Beitrag von rodger »

Einen herzlichen Geburtstagsgruß, lieber Hermann Wohlgschaft,

und bei der Gelegenheit eine Frage. Mich würde Deine Sicht Helmut Thielickes interessieren, soweit sich das zusammenfassen läßt, wenn Du magst. (Ich habe zwar heute googelnderweise festgestellt, daß er in Publikationen von Dir erwähnt wird, mich würde aber eine zusammenfassende Stellungnahme interessieren.) Ich las heute in Hans Wollschlägers "Die Gegenwart einer Illusion" (Diogenes-Taschenbuch, vergriffen, in der Wallstein-Werkausgabe übrigens bislang nicht enthalten) den Essay "Der Startheologe" über Thielicke, der mir bislang unbekannt war (der Essay sowohl als auch Thielicke).
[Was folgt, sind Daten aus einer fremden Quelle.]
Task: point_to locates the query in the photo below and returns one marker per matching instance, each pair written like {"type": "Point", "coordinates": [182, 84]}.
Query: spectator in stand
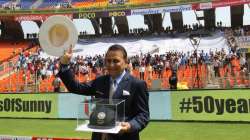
{"type": "Point", "coordinates": [142, 71]}
{"type": "Point", "coordinates": [56, 84]}
{"type": "Point", "coordinates": [173, 80]}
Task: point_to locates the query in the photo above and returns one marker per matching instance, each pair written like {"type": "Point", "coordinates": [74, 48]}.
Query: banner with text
{"type": "Point", "coordinates": [28, 105]}
{"type": "Point", "coordinates": [211, 107]}
{"type": "Point", "coordinates": [161, 10]}
{"type": "Point", "coordinates": [40, 17]}
{"type": "Point", "coordinates": [218, 3]}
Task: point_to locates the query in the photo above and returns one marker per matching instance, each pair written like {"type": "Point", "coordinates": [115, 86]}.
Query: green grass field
{"type": "Point", "coordinates": [154, 131]}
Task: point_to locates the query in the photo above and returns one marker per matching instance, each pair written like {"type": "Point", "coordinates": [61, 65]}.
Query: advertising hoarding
{"type": "Point", "coordinates": [211, 107]}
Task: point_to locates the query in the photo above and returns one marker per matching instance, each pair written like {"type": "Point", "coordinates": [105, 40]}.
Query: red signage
{"type": "Point", "coordinates": [38, 17]}
{"type": "Point", "coordinates": [223, 3]}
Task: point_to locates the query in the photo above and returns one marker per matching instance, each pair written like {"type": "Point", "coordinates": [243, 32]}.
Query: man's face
{"type": "Point", "coordinates": [115, 63]}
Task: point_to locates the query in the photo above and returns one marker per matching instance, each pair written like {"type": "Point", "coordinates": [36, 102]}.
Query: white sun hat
{"type": "Point", "coordinates": [57, 34]}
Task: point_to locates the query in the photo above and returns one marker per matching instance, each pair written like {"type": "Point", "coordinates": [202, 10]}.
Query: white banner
{"type": "Point", "coordinates": [243, 41]}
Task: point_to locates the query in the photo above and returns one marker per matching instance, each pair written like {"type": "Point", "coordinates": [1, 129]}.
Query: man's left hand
{"type": "Point", "coordinates": [125, 127]}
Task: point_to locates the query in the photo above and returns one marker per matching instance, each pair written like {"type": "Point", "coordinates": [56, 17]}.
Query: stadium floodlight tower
{"type": "Point", "coordinates": [195, 41]}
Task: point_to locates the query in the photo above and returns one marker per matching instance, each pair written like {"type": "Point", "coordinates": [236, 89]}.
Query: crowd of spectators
{"type": "Point", "coordinates": [40, 68]}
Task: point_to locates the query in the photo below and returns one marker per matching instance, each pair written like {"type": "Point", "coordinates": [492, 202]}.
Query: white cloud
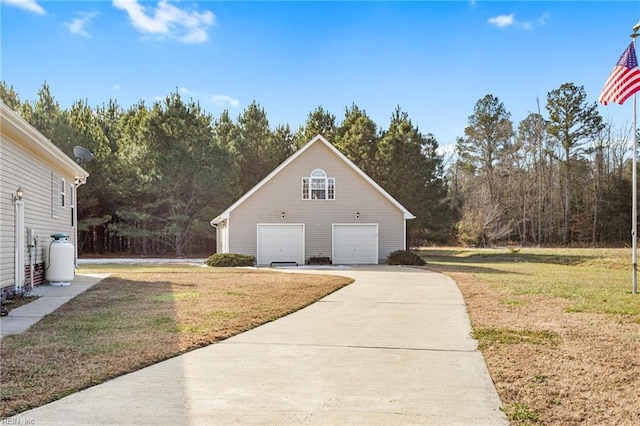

Nun bin ich zwar ansonsten ein großer Freund oder auch "Anhänger" Wollschlägers, in Sachen Religiosität / Spiritualität scheint er jedoch leider sozusagen brach zu liegen (wie auch seine bedauerliche Fehleinschätzung der "Himmelsgedanken" Karl Mays zeigt, die, auch wenn sie vermutlich auch von nahezu der gesamten sogenannten May-Szene samt derer intellektueller Vertreter geteilt wird, nichtsdestotrotz halt eine Fehleinschätzung ist ...), zumindest offenbar zu der Zeit, in der der Essay entstand (1968). Der Essay ist darüberhinaus in seiner Art und Weise der Person Thielicke gegenüber eine Frechheit, ja Unverschämtheit. [Ich rege mich darüber keineswegs etwa auf, auch wenn das aufgrund der Wortwahl soeben für klischeehaft Urteilende so klingen mag, ich konstatiere es nur [in aller Gelassen- & Entspanntheit]. Wollschlägers Sprachwitz habe ich dennoch wie immer genossen und mich zum Teil über seine auch hier nicht zu leugnende Originalität recht kräftig amüsiert ...]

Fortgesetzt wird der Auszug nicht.